This repository contains a dataset for vulnerability detection used in our research study:
A Zero-Shot Framework for Cross-Project Vulnerability Detection in Source Code.
The dataset is derived from publicly available datasets used in prior research on vulnerability detection:
- Devign: Effective Vulnerability Identification by Learning Comprehensive Program Semantics via Graph Neural Networks (DOI: 10.48550/arXiv.1909.03496)
- REVEAL: Deep Learning based Vulnerability Detection: Are We There Yet? (DOI: 10.48550/arXiv.2009.07235)

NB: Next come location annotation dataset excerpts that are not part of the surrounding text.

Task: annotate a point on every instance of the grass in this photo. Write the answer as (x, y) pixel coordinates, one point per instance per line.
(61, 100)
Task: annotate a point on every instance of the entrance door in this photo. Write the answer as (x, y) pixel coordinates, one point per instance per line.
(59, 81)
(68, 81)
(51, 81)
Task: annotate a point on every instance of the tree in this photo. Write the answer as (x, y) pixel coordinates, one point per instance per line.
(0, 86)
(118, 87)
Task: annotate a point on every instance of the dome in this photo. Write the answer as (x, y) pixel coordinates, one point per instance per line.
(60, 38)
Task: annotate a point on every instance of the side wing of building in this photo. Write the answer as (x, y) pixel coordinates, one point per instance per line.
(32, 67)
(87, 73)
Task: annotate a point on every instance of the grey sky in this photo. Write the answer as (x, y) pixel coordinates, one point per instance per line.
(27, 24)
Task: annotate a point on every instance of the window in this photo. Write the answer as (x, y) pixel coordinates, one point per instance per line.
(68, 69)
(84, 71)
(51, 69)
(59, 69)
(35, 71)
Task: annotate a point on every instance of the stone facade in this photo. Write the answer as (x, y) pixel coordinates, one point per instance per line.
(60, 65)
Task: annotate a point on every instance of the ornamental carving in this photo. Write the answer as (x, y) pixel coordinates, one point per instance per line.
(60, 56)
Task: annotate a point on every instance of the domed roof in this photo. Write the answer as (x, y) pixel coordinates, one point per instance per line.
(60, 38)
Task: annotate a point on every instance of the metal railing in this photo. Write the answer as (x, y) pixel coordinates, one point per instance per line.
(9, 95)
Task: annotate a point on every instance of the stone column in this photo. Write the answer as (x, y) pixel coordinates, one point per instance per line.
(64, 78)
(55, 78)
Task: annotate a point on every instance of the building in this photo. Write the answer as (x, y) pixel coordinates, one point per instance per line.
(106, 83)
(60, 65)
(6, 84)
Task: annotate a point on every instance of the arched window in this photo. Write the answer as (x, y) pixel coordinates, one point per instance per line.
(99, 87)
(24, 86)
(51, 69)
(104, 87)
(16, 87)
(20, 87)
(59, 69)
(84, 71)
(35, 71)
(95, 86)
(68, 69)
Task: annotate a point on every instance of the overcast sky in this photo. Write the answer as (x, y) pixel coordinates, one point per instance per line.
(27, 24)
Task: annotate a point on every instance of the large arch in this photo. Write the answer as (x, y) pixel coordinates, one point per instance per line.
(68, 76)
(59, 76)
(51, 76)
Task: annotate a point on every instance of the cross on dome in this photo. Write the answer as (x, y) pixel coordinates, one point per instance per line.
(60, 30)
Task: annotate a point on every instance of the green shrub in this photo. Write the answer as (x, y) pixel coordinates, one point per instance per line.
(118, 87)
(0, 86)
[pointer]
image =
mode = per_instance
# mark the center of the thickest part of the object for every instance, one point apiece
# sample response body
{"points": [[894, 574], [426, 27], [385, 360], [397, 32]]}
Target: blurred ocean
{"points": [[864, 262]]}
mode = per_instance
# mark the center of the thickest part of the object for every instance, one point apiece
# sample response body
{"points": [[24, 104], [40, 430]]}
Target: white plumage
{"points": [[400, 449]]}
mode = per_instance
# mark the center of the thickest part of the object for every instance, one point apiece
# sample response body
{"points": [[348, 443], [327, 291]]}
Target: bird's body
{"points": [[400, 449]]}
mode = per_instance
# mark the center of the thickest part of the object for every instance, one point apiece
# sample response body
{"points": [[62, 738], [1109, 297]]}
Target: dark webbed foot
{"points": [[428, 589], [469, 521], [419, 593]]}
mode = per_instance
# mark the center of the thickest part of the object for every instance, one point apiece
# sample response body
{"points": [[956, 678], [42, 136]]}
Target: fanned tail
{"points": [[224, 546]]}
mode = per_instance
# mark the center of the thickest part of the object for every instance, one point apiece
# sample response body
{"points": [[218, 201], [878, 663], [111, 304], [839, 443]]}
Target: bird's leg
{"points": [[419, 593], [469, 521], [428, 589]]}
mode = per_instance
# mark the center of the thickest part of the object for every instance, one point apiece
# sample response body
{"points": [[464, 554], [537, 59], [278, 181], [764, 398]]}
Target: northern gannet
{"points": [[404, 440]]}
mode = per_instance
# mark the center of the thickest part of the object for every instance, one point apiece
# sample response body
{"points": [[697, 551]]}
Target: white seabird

To facilitate ease of use, we have preprocessed and reformatted the datasets into a single combined.pkl
file containing labeled source code functions.
File Name | Description |
---|---|
combined.pkl |
A dictionary containing vulnerability-labeled functions from multiple projects (FFmpeg, Chrome, Debian, Qemu). |
combined.pkl
contains a dictionary where:
combined_data["FFmpeg"]
combined_data["Chrome"]
combined_data["Debian"]
combined_data["Qemu"]
Each dataset consists of source code functions and their binary labels indicating whether they are vulnerable (1) or non-vulnerable (0).
To load the dataset in Python:
import pickle
with open("combined.pkl", "rb") as f:
combined_data = pickle.load(f)
# Access datasets
ffmpeg_data = combined_data["FFmpeg"]
chrome_data = combined_data["Chrome"]
debian_data = combined_data["Debian"]
qemu_data = combined_data["Qemu"]
print(ffmpeg_data)